Ran across a buy it now OD lockout switch on ebay a few weeks ago. The vendors price was close to $100 and the switch is not in that great a condition. Note the groove on the ball end where the typical wear occurs. No idea if the switch sold but anyone needing a new working switch may have issues with that one if they expect to mount it to the lockout cable bracket using the stock configuration of plate, lockwasher and switch. A worn switch can sometimes be given more life by removing the lockwasher but that is another topic and if it has already been done once then usually not much left to do except replace the switch.

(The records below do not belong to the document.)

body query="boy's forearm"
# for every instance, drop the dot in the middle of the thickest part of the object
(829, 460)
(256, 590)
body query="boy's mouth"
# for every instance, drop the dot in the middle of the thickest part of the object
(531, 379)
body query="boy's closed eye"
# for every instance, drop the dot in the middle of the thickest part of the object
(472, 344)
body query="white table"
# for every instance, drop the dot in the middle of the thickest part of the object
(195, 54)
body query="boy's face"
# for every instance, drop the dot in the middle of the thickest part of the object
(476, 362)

As I've often said, no idea on how many NOS or good used switches are still around but I decided to see if something modern would work. Here is what I came up with using a modern microswitch based pushbutton switch. Good for 5 amps so plenty of capacity to operate the stock relays. This switch happened to be found locally but there are other brands that would probably work -- although they wouldn't necessarily have the same threads or dimensions..

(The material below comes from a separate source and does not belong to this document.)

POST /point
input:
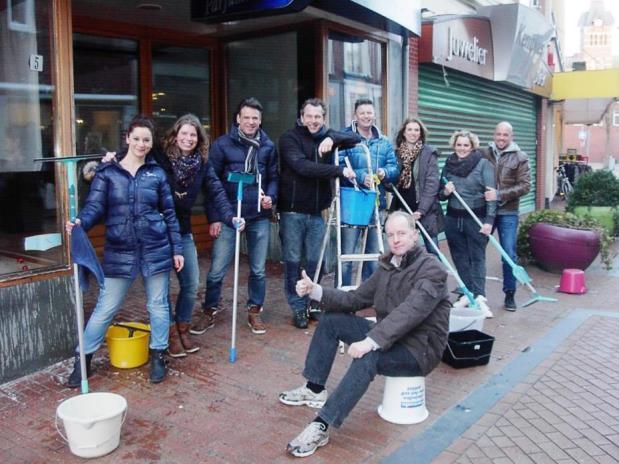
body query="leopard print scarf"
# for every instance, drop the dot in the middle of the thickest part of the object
(407, 157)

The lockout bracket hole is a standard thread size so mount for the new switch was made by drilling and threading a stock 7/16-20 steel setscrew. The pushbutton switch I found has a threaded bezel with 1/4-40 threads. A 3/8 long setscrew was drilled using a #1 drill and threaded. The new hole leaves enough of the original hex opening in setscrew that an allen wrench can still be used if needed to fine tune the setscrew position. The new switch threads into the setscrew and height adjusted as needed. The pushbutton switch was made for a a screw in operator button. That was discarded and a 2-56 rounded head nylon screw took its place. At least that nylon screw can be replaced if it wears.
Soldered on some brass threaded inserts and encapsulated the new switch in plastic to resemble the old switch. If I were going to make any more would add a steel washer between the setscrew and switch and do the encapsulation differently but otherwise, it works. I had some stuff on hand so my total cost was about $5 and a couple of hours time. Anybody wanting to make one and having to buy some of the items would cost more -- but shouldn't be anywhere close to what seems to be wanted for originals.
Howard, That's fantastic! The reason I became a journeyman prototype machinist was for making parts for my Packards but work always got in the way so the only lasting thing I made was a mold for re-vulcanizing the driveshaft supports of the '48-'54 Henney-Packards. Nothing nearly as neat as this!